Jamie Horowitz Fired at Fox Sports Amid Harassment Probe

Jamie Horowitz

The exec has hired litigator Patty Glaser to represent him amid a network investigation of sexual harassment claims.

Jamie Horowitz, who has run programming at Fox Sports since May 2015, has been fired from the network amid an internal investigation of sexual harassment claims.

The executive has hired powerhouse litigator Patty Glaser to represent him, The Hollywood Reporter has learned. On Monday, his executive page had already been made inaccessible on the Fox Sports website.

"I regret to inform you that Jamie Horowitz, President of National Networks for Fox Sports, will be leaving Fox Sports effective immediately. We realize this news may come as a surprise for many of you, but we are confident in this decision," read a memo from Eric Shanks, president, chief operating officer of Fox Sports.

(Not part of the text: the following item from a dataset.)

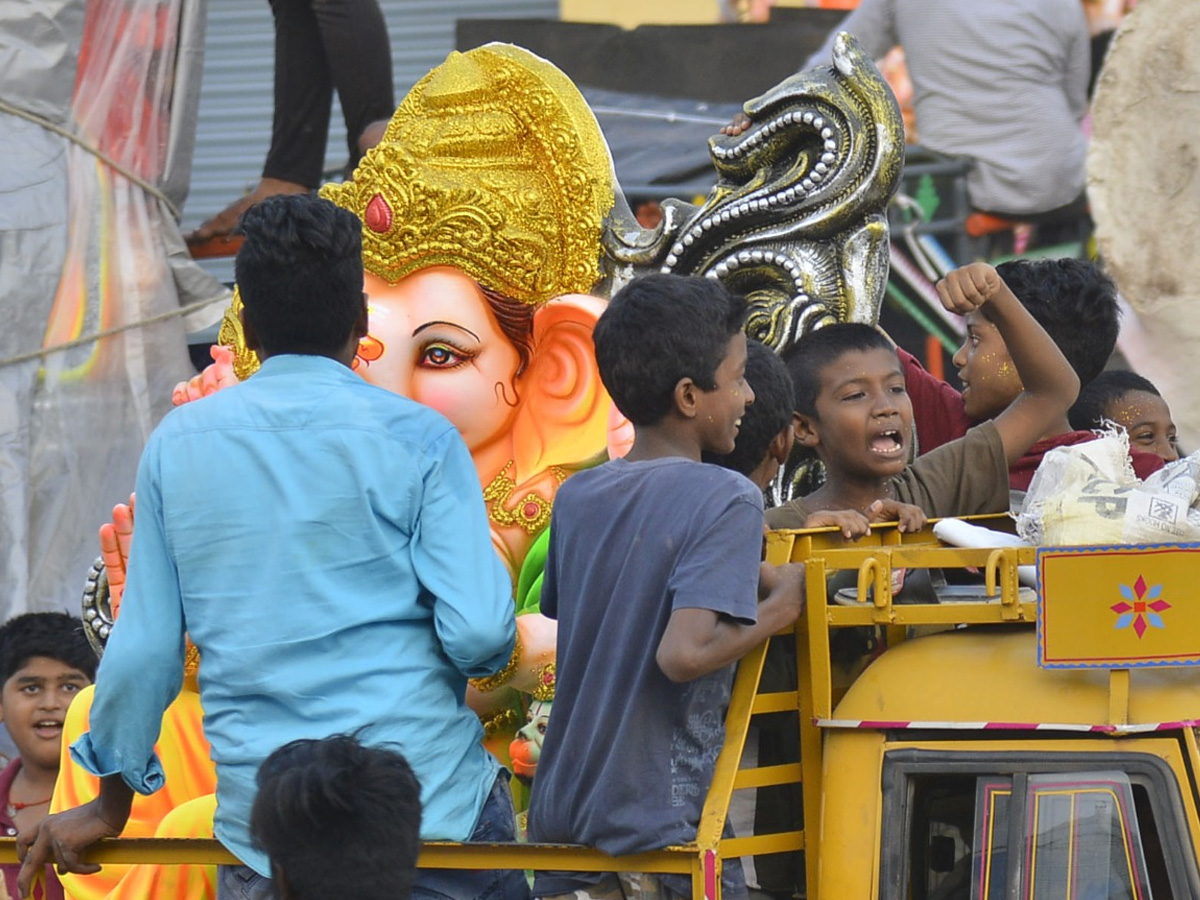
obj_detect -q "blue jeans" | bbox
[217,769,529,900]
[412,769,530,900]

Shanks also added in the memo: "Everyone at Fox Sports, no matter what role we play, or what business, function or show we contribute to — should act with respect and adhere to professional conduct at all times. These values are non-negotiable."

Horowitz's attorney Patty Glaser responded in a statement: "The way Jamie has been treated by Fox is appalling. At no point in his tenure was there any mention by his superiors or human resources of any misconduct or an inability to adhere to professional conduct. Jamie was hired by Fox to do a job, a job that until today he has performed in exemplary fashion. Any slanderous accusations to the contrary will be vigorously defended."

Daniel Petrocelli, the lawyer representing Fox Sports, replied: "Mr. Horowitz’s termination was fully warranted and his lawyer’s accusations are ill-informed and misguided."

At the network, Horowitz oversaw Fox Sports 1 and 2 and presided over major talent shake-ups and production leads, bringing several people he worked closely with at ESPN. He hired a slew of talent like Skip Bayless, Colin Cowherd and Jason Whitlock and execs like Charlie Dixon aimed at shifting programming toward opinionated talk. 

Prior to his turn at Fox Sports, Horowitz worked at NBC News, where his tenure as general manager at The Today Show ended in his firing in November 2014 after attempting to engineer a dramatic makeover of the show. He had previously been a highly regarded exec at ESPN and ABC's Good Morning America.

Horowitz recently presided over layoffs on the digital side of Fox Sports, with 20 staffers in writing and editing roles let go last month, according to a Bloomberg report, as the web property reorients itself toward creating more original video. A Fox Sports rep didn't comment on the number of layoffs reported in the division.